Daniel bräuchte aufgrund seiner kognitiven Beeinträchtigung Unterstützung, um selbstbestimmte Wahlentscheidungen zu treffen. Bisher hatte er keine Möglichkeit an Informationen und politische Bildung in leichter Sprache zu kommen. „Es ist anstrengend für mich, Politik zu verstehen”, erzählt Daniel, der beim Wiener Verein GiN in Teilbetreuung ist, ”niemand informiert mich”.

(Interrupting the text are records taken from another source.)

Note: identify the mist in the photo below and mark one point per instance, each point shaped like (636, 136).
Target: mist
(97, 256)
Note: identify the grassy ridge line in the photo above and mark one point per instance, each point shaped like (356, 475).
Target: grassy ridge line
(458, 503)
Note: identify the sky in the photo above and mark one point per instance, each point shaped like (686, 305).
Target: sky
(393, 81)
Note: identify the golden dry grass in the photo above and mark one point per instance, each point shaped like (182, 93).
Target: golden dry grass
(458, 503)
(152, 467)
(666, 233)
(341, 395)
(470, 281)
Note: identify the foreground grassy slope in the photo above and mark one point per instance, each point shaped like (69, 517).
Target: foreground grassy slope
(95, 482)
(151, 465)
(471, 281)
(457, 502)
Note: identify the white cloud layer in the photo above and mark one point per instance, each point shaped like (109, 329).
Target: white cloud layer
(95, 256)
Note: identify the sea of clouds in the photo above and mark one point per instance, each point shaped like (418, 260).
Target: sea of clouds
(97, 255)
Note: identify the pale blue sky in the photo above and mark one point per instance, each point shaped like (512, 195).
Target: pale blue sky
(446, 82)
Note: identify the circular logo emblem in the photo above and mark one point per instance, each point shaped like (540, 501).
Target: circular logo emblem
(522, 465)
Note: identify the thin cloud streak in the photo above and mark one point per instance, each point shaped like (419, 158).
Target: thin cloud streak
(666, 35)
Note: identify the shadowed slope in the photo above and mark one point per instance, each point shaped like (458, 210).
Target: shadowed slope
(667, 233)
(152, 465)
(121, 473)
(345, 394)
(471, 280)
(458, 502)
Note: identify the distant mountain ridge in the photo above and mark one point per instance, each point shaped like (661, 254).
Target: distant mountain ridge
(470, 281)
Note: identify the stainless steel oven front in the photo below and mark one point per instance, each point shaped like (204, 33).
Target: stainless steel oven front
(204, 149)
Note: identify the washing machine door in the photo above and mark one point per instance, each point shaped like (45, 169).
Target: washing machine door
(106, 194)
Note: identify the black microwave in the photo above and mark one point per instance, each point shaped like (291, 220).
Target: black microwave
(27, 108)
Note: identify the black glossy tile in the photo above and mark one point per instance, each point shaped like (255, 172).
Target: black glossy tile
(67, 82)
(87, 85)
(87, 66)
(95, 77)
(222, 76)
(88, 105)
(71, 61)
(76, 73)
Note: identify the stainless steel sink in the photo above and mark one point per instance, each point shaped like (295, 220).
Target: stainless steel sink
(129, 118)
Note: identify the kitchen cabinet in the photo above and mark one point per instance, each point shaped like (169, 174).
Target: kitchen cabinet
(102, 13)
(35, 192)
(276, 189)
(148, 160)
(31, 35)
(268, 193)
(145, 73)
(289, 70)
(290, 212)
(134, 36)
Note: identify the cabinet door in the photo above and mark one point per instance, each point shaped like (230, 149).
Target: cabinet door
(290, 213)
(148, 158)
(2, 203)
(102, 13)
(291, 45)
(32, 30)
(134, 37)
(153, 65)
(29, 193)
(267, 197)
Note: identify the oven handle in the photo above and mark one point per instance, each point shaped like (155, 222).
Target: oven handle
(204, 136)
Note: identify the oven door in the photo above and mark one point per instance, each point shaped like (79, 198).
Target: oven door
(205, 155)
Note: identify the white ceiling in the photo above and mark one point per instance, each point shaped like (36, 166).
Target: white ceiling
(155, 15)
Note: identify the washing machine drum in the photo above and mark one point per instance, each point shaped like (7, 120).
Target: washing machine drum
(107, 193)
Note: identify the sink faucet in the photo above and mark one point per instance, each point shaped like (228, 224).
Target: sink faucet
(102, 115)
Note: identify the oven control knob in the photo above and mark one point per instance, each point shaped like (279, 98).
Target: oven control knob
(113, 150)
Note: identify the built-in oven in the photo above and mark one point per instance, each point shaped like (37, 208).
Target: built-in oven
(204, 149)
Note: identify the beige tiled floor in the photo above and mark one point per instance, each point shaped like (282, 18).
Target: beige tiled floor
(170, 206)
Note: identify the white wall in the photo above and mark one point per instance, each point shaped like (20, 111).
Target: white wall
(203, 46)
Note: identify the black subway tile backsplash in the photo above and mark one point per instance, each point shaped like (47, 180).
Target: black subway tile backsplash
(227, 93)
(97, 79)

Heute soll sich das ändern. Daniel sitzt mit zehn Personen mit mittel- bis schwergradigen kognitiven Beeinträchtigungen im GiN-Freizeitraum in der Schönbrunner Straße. Die Menschen sind zwischen zwanzig und fünfzig Jahre alt und hören der Sozialarbeiterin Karla Kames gespannt zu. „Welche Partei setzt sich vor allem für leistbares Wohnen ein?“, fragt sie in die Runde. „SPÖ!“, schreit Eva, die beim Verein in Teilbetreuung ist, mit voller Aufregung über ihr neu erlerntes Wissen heraus. Gleichzeitig ruft Daniel: „KPÖ!“ Ein nonverbaler Zuhörer zeigt auf Daniel und nickt zustimmend.

89.000 Personen auf Unterstützung angewiesen

In Österreich leben 89.000 Personen mit einer kognitiven Beeinträchtigung, die es wie Daniel und Eva schwerer haben, an Informationen zu Wahlprogrammen zu gelangen. Sie sind auf politische Bildung in leichter Sprache angewiesen. 

Das Wahlrecht ist in Österreich für alle ein Freiheitsrecht, daher darf niemand mit österreichischer Staatsbürgerschaft von Wahlen ausgeschlossen werden – mit Ausnahme von Häftlingen und auch hier wird im individuellen Falle richterlich entschieden. Unterstützung beim Wählen muss bei Bedarf im Sinne der UN-Behindertenrechtskonvention gewährleistet werden. Sozialarbeiterin Karla Kames und ihr Kollege Florian Konopitzky fordern, dass diese Hilfestellung über die Begleitung zum Wahllokal hinausgehen sollte.

„Seit Jahren gehen wir mit den Klient:innen wählen. Mir ist dabei aufgefallen, dass sie gar nicht genau wussten, was sie eigentlich wählen. Deswegen sind Florian und ich auf die Idee gekommen, das selbst in die Hand zu nehmen und ein Info-Event zu den Nationalratswahlen zu veranstalten“, erzählt Karla Kames, die als Sozialarbeiterin auch eine Wohngemeinschaft leitet.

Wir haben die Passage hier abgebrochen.